Kelindan bebunyian dari proses kedatangan, proses Tomakaka, hingga proses modern yang dipresentasikan lewat pertunjukan dan karya instalasi “Bunyi Tana Tiga Masa” di MB 2019 Polewali Mandar, menghadirkan proses reflektif yang terkait dengan pemahaman. Proses ini membikin “kita senantiasa berusaha untuk memahami, mengkritisi, mengasimilasi sesuatu; tapi di sisi lain juga membiarkan pengalaman kita di masa lampau memberikan pengertian tentang diri kita, menempatkan diri kita dalam suatu perspektif tertentu. Jadi, hubungan kedua ini menunjuk pada hubungan reflektif, yang berarti bahwa hubungan antara kesejarahan dan pemahaman dapat bersifat positif dan dapat juga negatif… Memahami berarti menciptakan makna baru atau menafsirkan sedemikian rupa sehingga tindakan semacam ini akhirnya menjadi bagian dari sejarah atau tradisi yang akan diwariskan untuk generasi mendatang. Hubungan selanjutnya adalah bahwa karena pemahaman itu bersifat historis maka juga bercorak temporal dan mengandaikan suatu proses tertentu”.[7]
Meski pemahaman bunyi dihadirkan lewat pertunjukan dan karya instalasinya, setiap orang berhak menginterpretasi dan berspekulasi tentang bunyi-bunyi yang dipahaminya lewat sejumlah proses penyigian sejarah dan refleksi, barangkali dengan premis-premis atau bentuk yang sepenuhnya berbeda dengan Sahabuddin. Tetapi karya “Bunyi Tana Tiga Masa” mengisi ceruk kekosongan pengetahuan sejarah soal bebunyian yang menjadi ciri khas manusia, terutama orang-orang Mandar.[]
Fauzan Al Ayyuby, belajar dan bekerja di Tanahinide.
[1] Martin Suryajaya, Sejarah Estetika, (Jakarta: Geng Kabel dan Indie Book Corner, 2016), hal 77.
[2]Yuval Noah Harari, Sapiens, (Jakarta: KPG (Kepustakaan Populer Gramedia, 2017), hal 25.
[3] Martin Suryajaya, Sejarah Estetika, (Jakarta: Geng Kabel dan Indie Book Corner, 2016), hal 76.
[4] Prof. Dr. H. Mudjia Rahardjo, M. Si, https://uin-malang.ac.id/r/150301/spekulasi-tentang-asal-usul-bahasa.html, diakses pada 14 Mei 2020, pukul 18.56 WIT.

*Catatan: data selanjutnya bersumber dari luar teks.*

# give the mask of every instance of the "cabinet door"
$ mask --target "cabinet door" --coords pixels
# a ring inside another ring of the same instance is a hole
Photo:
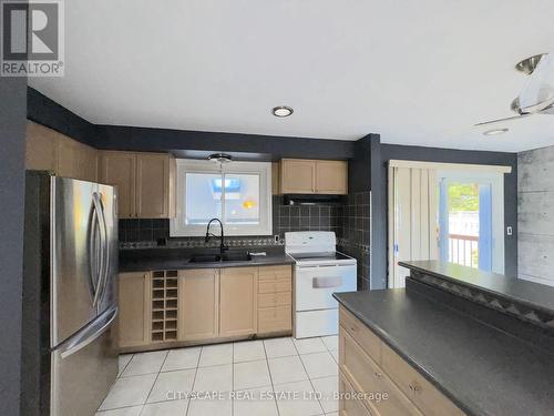
[[[27,123],[25,169],[55,172],[58,168],[57,132],[43,125]]]
[[[120,219],[135,216],[135,153],[101,152],[101,183],[117,186],[117,207]]]
[[[348,162],[317,161],[316,192],[324,194],[347,194]]]
[[[280,166],[281,193],[315,193],[316,162],[302,159],[284,159]]]
[[[170,217],[170,155],[136,154],[136,216]]]
[[[98,181],[98,150],[86,144],[78,144],[76,171],[83,181]]]
[[[257,267],[222,268],[219,281],[219,336],[257,332]]]
[[[219,272],[178,272],[178,339],[216,338],[219,323]]]
[[[120,347],[150,343],[152,280],[150,273],[121,273]]]
[[[80,179],[78,159],[79,143],[68,136],[59,134],[57,174],[64,177]]]

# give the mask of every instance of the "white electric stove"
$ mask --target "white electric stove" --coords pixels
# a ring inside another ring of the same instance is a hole
[[[285,233],[285,252],[296,261],[294,274],[294,336],[336,335],[339,329],[335,292],[357,287],[356,258],[336,251],[330,231]]]

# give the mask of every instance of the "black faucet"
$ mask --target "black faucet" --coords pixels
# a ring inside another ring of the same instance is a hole
[[[219,240],[220,240],[220,244],[219,244],[219,254],[220,254],[220,256],[222,256],[222,258],[223,258],[223,253],[224,253],[226,250],[229,250],[229,247],[227,247],[227,246],[225,245],[225,235],[224,235],[224,233],[223,233],[223,224],[222,224],[222,222],[219,221],[219,219],[212,219],[212,220],[209,220],[209,222],[208,222],[208,226],[206,227],[206,239],[205,239],[204,241],[207,243],[207,242],[209,241],[209,237],[211,237],[211,236],[214,236],[214,237],[216,236],[216,235],[214,235],[214,234],[212,234],[212,233],[209,232],[209,226],[212,225],[212,223],[213,223],[214,221],[217,221],[217,222],[219,223],[219,226],[222,227],[222,235],[219,235]]]

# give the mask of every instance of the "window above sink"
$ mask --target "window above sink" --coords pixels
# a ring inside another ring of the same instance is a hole
[[[177,160],[177,216],[172,236],[201,236],[213,217],[225,235],[271,234],[271,164]],[[217,234],[217,225],[214,224]]]

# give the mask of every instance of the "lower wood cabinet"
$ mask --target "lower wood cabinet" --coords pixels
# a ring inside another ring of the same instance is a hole
[[[464,415],[343,307],[340,307],[339,369],[341,387],[351,386],[355,392],[366,394],[362,402],[371,415]],[[387,393],[388,397],[376,399],[376,393]],[[358,414],[356,406],[342,397],[340,408],[347,415]]]
[[[178,339],[213,339],[219,328],[219,271],[178,272]]]
[[[120,273],[120,347],[150,344],[152,274]]]
[[[121,273],[120,347],[291,332],[291,266]]]
[[[256,334],[258,268],[222,268],[219,275],[219,336]]]

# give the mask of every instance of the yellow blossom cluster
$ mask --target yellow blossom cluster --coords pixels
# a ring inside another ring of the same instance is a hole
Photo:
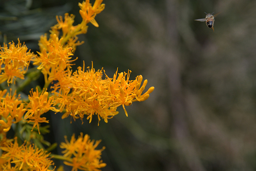
[[[11,89],[10,92],[6,94],[7,91],[6,89],[0,91],[0,125],[6,132],[10,130],[13,123],[23,120],[22,117],[26,111],[24,103],[20,100],[20,95],[16,97],[16,92],[14,92],[12,95]]]
[[[18,41],[16,45],[13,42],[9,43],[9,48],[5,44],[0,47],[0,84],[7,81],[9,85],[17,78],[24,79],[30,61],[36,56],[30,50],[28,51],[24,44],[22,45],[18,39]]]
[[[113,78],[106,75],[106,79],[102,79],[102,69],[96,71],[92,66],[85,71],[84,66],[82,69],[79,67],[69,82],[65,79],[52,87],[54,88],[52,93],[56,97],[55,103],[61,112],[65,111],[62,118],[70,115],[75,119],[80,117],[82,120],[86,115],[90,123],[92,115],[96,114],[99,121],[102,118],[107,123],[108,119],[118,113],[117,107],[122,105],[128,116],[124,106],[146,100],[154,90],[152,87],[142,95],[146,80],[141,86],[141,75],[129,80],[130,71],[118,74],[117,72]]]
[[[48,111],[62,113],[62,119],[71,116],[74,120],[80,118],[82,121],[85,116],[89,123],[96,115],[98,125],[101,119],[108,122],[117,115],[120,106],[128,116],[125,106],[146,100],[154,90],[152,87],[142,93],[147,80],[142,83],[141,75],[130,80],[129,70],[118,73],[117,70],[111,78],[103,68],[96,70],[92,65],[86,69],[84,62],[82,68],[72,71],[72,62],[77,58],[72,59],[73,53],[83,43],[78,41],[77,36],[87,32],[89,23],[98,27],[95,18],[105,8],[102,1],[96,0],[93,5],[89,0],[79,3],[83,20],[77,25],[73,26],[72,14],[56,16],[58,23],[51,27],[49,36],[46,34],[40,37],[38,55],[30,52],[18,39],[16,44],[12,42],[9,46],[0,47],[0,170],[54,170],[50,166],[54,163],[50,153],[42,145],[48,144],[42,135],[47,131],[40,125],[49,123]],[[44,77],[44,88],[32,88],[28,95],[21,92],[40,73]],[[24,80],[16,82],[18,78]],[[15,133],[14,141],[7,136],[11,129]],[[66,143],[60,145],[64,149],[63,156],[51,155],[64,160],[65,164],[72,167],[72,171],[100,170],[106,165],[101,159],[105,147],[95,149],[100,141],[89,138],[82,133],[77,139],[73,135],[70,142],[65,137]]]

[5] Martin Suryajaya, Sejarah Estetika, (Jakarta: Geng Kabel dan Indie Book Corner, 2016), hal 10.
[6] Muhammad Amir, https://kebudayaan.kemdikbud.go.id/bpnbsulsel/assitalliang-tammajarra-di-mandar-abad-ke-16-oleh-muhammad-amir/, diakses pada 14 Mei 2020, pukul 21.08 WIT.
[7]Agus Darmaji, Dasar-Dasar Ontologis Pemahaman Hermeneutik Hans-Georg Gadamer, (Refleksi, Volume 13, Nomor 4, April 2013), hal 471.